Memories, dates, precaucations used or not used: Olivia would have had her reasons for believing the baby was Loacke's, or strongly suspecting so at least. Perhaps it was something instinctive - little more than an inkling or a hunch. Maybe she just wished it were so, preferred to conclude that the father was her lover rather than her husband.

Had Lee even known about the pregnancy, I sometimes wonder? I recall the first day of the investigation, Olivia and I seated at the table in the holiday bungalow. That moist-eyed desperation as she'd told me that if it were a boy they were going to call it Sean. Had that been one too? Another of her multitudinous little mistruths?

Even if he hadn't at the time known, he would have found out eventually of course. And when he had, maybe he'd have had certain doubts and suspicions. Done the maths, calculated that two- or three-day window of conception. Or else, once the baby was born, he'd have struggled so hard to have seen any part of himself reflected in that tiny wrinkled face there asleep in the cot. Sooner or later, those doubts and suspicions would have curdled into near certainty. Not his. The baby was not of the Bracewell blood.

What then? When he'd finally put two and two together, what would the consequences have been?

For Olivia, almost certainly it would have meant immediate divorce proceedings - the whole thing swift and clinical, Lee the one to hold all the cards. No more would she have swooshed around that grand, sumptuous flat, sipped her morning coffee whilst in contemplation of Nottingham castle, the whole 360 degree sweep of the city. Expelled, banished, ejected. The shutters slammed, the drawbridge pulled. For the second time in her young life, she'd have slipped from a situation of substantial wealth to one of financial insecurity, of having hustle and harry, make ends meet.

And Loacke? What fate would have awaited him had Lee ever discovered who the real father was? Termination of contract with immediate effect. This, yes, but also the strong probability of never finding another role in the fashion industry as attractive as his current position. Most probably, he'd have spent the remainder of his working life as a shop manager of some dull middle-of-the-road chain, been forced to forsake his natural inclinations for marketing strategy and business planning, areas in which it seemed he had been given more or less free reign at Ivy boutiques.This is without mentioning the fact that Lee Bracewell was a firearms dealer surrounded by numerous unsavoury acquaintances. In the immediate aftermath at least, Loacke might not have breathed so easily, would have felt his heart unpleasantly quicken every time he heard footsteps on the street behind him.

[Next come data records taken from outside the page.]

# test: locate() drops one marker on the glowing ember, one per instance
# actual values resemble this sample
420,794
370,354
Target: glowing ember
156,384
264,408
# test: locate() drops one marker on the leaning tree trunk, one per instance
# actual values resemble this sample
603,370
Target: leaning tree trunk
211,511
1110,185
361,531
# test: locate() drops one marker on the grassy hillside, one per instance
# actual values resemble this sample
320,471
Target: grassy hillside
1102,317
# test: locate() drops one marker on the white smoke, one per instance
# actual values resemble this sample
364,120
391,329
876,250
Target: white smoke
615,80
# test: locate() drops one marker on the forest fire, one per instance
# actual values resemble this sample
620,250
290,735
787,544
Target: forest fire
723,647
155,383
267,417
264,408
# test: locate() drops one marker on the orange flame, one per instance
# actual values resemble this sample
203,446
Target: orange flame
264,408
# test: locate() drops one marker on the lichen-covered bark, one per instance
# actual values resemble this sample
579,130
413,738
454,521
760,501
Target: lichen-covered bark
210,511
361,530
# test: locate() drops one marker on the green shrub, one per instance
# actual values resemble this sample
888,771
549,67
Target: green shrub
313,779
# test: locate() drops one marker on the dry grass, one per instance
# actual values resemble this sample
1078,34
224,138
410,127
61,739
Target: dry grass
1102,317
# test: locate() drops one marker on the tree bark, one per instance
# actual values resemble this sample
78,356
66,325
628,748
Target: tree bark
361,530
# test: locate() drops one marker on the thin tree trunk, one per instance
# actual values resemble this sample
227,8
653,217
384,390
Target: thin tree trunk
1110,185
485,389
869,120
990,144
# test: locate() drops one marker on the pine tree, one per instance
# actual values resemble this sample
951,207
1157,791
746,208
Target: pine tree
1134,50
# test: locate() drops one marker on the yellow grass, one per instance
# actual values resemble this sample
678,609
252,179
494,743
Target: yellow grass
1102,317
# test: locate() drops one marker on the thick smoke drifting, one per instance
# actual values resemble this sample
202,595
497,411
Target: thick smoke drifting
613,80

And all this was only a small part of it. The pair were motivated not so much by the threat of what would happen if Lee Bracewell had lived but by the numerous positive advantages his disappearance would yield. As had indeed been the case, the boutique chain would pass to Olivia's name. Loacke would enjoy full executive and creative control. And although they would have needed to show a little discretion at first - wait for that socially acceptable period of emotional healing to past, feigned as it may have been - eventually they would have been free to move in together, build a shared life for themselves. If growing up Imogen started to call Loacke 'daddy', no-one would have batted an eyelid.

*

Nuzzo and I had by this point reached the semi circular appendage to the promenade. It now seemed something of a tradition that we find a sliver of shade, perch ourselves down.

The comandante was silent for some moments, pensive, his eyes squinted against the afternoon sun as he gazed along the beach - out past the tightly huddled rows of lido umbrellas and mound of bared flesh, all the way to the jagged silhouette of the southern headland of Half Moon Bay.

"There's just one thing I still don't understand, ispettore." He turned back to me, his expression that of a man grappling with a seemingly impenetrable mystery. "Sarah Bracewell. Why did she want to kill her husband?"

This too.

Yes, I thought I already knew the answer also to this.